序章
いつもなら人で溢れている街の大通り。しかし、戦火が通り過ぎた今はしんと静まり返っている。そんな大通りの真ん中に一人の少年が立っていた。少年はそばにある無数の死体など目もくれず、大通りの先にある王城を見つめていた。かつては煌びやかでありながら荘厳な城であったであろう王城は、いたるところで火の手があがり、崩壊しかけてしまっている。その炎は小雨などでは全く勢いは失わない。その時、大通りに続く小道から馬に乗った騎士が出てきた。馬具や鎧などからかなり高位の騎士だと分かる。騎士は少年を見つけ、驚いたが、少年の体が透けていないことを確かめると声をかけた。
「おい。そこでなにをしている?」
少年がゆっくりと顔を騎士のほうに向けた。騎士は少し後ずさってしまった。
(あんな暗い目を見たのは初めてだ・・・)
そして、少年は口を開いたがそれは騎士が求めていた答えとは違っていた。
「王は・・・、我が君主は・・・。」
「王?この国の王か?ならすでに死んだぞ。」
騎士は少年が身につけていたマントの留め具をみて、敵対する国に属する者と判断した。
(敵ならば、情をかけなくてもいいだろう。)
しかし、騎士はすぐに後悔した。少年が膝から崩れ落ちる。その顔は凄まじい喪失感で染まっている。
「僕は・・・なにも・・・出来な、かった・・・。ああ、王よ、申し訳ありません・・・」
そして突然、少年は手に持っていた剣を騎士に向けた。
「ここから去れ。忌まわしい騎士め。」
騎士は悟った。
(こいつ、私がいなくなれば自害するな。)
騎士としては少年に死んでもらいたくはなかった。
(まだ自分の歳の半分も生きていないだろうに。その命を散らすには早すぎる。それに、あの留め具、王直属の騎士団の紋章じゃないか。剣の腕はさぞいいんだろう。)
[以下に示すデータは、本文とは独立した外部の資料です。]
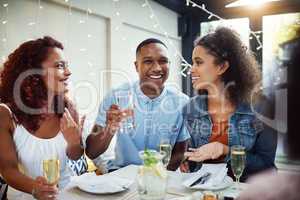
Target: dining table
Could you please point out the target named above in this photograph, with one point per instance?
(175, 189)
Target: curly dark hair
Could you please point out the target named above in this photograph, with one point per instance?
(33, 90)
(225, 45)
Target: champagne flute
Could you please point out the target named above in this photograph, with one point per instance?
(165, 147)
(51, 170)
(238, 162)
(124, 99)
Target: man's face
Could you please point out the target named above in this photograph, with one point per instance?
(152, 65)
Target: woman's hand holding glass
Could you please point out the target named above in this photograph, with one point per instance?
(209, 151)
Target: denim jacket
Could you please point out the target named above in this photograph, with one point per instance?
(245, 129)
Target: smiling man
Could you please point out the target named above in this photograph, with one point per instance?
(157, 114)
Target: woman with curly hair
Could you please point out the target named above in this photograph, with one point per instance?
(37, 118)
(225, 74)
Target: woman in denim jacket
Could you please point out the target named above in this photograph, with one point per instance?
(225, 74)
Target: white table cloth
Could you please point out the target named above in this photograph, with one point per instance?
(175, 189)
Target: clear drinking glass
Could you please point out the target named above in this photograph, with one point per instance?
(238, 162)
(51, 170)
(124, 99)
(165, 147)
(152, 176)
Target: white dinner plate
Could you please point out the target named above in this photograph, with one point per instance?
(227, 182)
(105, 184)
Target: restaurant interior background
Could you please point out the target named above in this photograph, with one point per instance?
(100, 37)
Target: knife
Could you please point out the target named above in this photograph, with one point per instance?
(202, 179)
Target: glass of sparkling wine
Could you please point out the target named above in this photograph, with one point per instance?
(51, 170)
(165, 147)
(238, 162)
(124, 99)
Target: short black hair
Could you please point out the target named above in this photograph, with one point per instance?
(148, 41)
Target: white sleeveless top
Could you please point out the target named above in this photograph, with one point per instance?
(32, 150)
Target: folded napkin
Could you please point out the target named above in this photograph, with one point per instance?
(107, 183)
(218, 174)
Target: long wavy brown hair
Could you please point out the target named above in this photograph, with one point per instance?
(225, 45)
(33, 90)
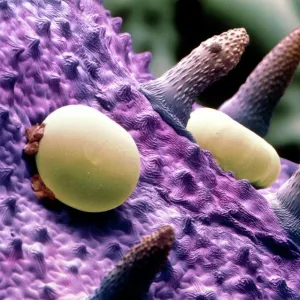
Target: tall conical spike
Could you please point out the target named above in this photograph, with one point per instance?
(286, 205)
(173, 94)
(255, 101)
(132, 276)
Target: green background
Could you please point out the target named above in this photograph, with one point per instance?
(170, 29)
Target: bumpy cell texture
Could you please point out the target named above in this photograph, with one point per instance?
(208, 235)
(85, 155)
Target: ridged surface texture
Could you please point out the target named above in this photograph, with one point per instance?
(228, 242)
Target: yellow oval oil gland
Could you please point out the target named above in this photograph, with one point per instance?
(87, 160)
(235, 147)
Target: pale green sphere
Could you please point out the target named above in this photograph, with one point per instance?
(235, 147)
(87, 160)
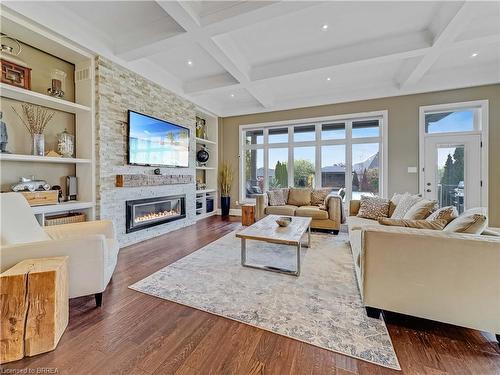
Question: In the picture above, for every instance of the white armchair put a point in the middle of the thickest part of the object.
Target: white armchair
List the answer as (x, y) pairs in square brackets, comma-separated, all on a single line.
[(91, 246)]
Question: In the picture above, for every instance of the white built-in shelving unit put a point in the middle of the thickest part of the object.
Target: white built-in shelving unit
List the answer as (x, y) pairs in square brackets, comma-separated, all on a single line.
[(83, 109), (208, 173)]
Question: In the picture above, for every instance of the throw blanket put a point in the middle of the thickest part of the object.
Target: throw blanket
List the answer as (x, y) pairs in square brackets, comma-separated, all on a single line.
[(341, 205)]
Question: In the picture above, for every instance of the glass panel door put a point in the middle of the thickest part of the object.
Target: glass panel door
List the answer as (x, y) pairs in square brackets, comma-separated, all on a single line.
[(452, 172)]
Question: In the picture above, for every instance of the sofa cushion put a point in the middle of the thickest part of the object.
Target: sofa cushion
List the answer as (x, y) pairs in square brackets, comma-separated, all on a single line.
[(318, 196), (418, 224), (356, 223), (277, 197), (420, 210), (470, 221), (281, 210), (447, 213), (311, 211), (299, 197), (373, 207), (405, 203)]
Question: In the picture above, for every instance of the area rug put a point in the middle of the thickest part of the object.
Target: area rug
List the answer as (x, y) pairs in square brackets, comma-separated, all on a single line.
[(321, 307)]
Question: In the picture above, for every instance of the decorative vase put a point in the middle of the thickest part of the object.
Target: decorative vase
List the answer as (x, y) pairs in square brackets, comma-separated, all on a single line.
[(38, 145), (225, 204), (65, 144)]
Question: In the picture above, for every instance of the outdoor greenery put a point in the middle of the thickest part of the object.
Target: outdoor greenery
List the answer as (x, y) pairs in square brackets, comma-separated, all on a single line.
[(280, 175), (303, 171), (453, 171)]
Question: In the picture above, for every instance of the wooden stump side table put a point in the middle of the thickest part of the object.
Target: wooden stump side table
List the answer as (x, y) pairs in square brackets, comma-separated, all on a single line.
[(248, 214), (35, 307)]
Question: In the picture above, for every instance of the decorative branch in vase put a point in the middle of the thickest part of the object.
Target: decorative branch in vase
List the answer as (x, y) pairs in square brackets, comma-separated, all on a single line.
[(225, 183), (35, 119)]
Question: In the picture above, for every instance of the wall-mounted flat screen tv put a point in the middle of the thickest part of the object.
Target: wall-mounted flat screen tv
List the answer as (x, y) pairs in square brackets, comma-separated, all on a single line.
[(155, 142)]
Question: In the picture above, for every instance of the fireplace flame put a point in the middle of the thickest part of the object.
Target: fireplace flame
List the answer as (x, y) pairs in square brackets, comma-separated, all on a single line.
[(155, 215)]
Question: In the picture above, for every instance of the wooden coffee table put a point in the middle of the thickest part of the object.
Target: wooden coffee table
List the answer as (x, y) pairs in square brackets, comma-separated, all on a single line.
[(268, 230)]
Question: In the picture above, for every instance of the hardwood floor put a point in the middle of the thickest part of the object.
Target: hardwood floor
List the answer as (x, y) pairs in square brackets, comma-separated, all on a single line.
[(133, 333)]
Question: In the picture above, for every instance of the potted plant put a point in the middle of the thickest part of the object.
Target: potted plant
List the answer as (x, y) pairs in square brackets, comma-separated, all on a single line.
[(225, 183), (35, 119)]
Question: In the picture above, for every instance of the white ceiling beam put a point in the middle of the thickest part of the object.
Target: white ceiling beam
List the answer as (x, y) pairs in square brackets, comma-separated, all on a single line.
[(442, 40), (384, 49), (216, 25), (184, 18)]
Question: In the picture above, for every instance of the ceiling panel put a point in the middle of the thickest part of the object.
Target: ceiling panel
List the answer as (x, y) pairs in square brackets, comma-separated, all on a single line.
[(176, 60), (121, 20), (348, 23), (464, 57)]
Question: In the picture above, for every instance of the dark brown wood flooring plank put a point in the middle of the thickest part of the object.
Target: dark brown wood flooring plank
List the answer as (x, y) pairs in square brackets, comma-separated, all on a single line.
[(134, 333)]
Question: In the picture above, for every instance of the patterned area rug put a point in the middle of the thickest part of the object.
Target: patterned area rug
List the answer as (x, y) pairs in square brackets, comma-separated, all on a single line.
[(321, 307)]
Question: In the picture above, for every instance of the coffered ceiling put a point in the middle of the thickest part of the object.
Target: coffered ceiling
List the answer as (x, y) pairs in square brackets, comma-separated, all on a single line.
[(237, 57)]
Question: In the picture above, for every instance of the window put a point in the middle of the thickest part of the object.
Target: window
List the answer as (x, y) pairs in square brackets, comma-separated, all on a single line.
[(304, 171), (345, 155), (450, 122)]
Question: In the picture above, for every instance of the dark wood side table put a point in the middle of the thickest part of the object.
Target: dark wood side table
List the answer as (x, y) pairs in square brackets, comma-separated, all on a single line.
[(248, 214)]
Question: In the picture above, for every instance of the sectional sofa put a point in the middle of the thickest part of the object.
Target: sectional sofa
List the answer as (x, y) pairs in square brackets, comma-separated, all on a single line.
[(447, 277)]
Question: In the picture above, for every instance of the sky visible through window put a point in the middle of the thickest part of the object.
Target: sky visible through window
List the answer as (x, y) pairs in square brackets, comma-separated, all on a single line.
[(458, 121)]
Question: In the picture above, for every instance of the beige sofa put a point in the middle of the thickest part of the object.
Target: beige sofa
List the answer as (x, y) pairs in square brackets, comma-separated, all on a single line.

「・・・私はここを去るつもりはない。・・・だが、君が私と一緒に来てくれるのならば話は別だが。」
少年は訝しげに騎士を見る。騎士はお構いなしに話を続ける。
「君、名前は?」
「いったい、なんなんだ?名乗る名はもうないし、お前に名乗る理由もない!」
少年の言葉に怒気が混じる。騎士は少年の小雨で濡れ、銀色に光る灰色の髪を見てさらに話を続ける。
「なら・・・アルジェント(銀)。この名を君にあげよう。私に仕えるための名だ。さぁ、他に何が欲しい?」
「・・・仕える・・・だって?!貴様!ふざけるのも大概にしろ!!僕が仕えるのはただ一人、我が君主・・・」
「だが、その君主とやらはもういない。確かに、敵国の貴族に仕えるのは抵抗があるのは分かるが、あくまでも私はただの貴族にすぎない。私も私の国の君主に従ったまで。」
騎士はそこで話をきった。少年を見るためだ。少年は気の抜けた顔で突っ立っている。剣もいつの間にか下がっている。
「新しい君主・・・といえば大袈裟だが、忠誠と責任を背負って死ぬにはまだ君は若い。どうだろう。私の国の王ではなく、私自身に仕えてみないか?私は君に新しい人生を提供したい。」
騎士は自分のベルトから剣を鞘ごと外し、少年に突き出した。
「君が私ときてくれるのならばこの剣を受け取れ。」
しばしの沈黙の後、少年は再び王城を見てから騎士に向き直った。その目にはかすかな光が宿っていた。騎士は少しほっとした。
「結局僕はこの国がなければ居場所がない。そんな僕に生き方をくれるなら・・・」
少年は騎士の手に握られた剣を掴んだ。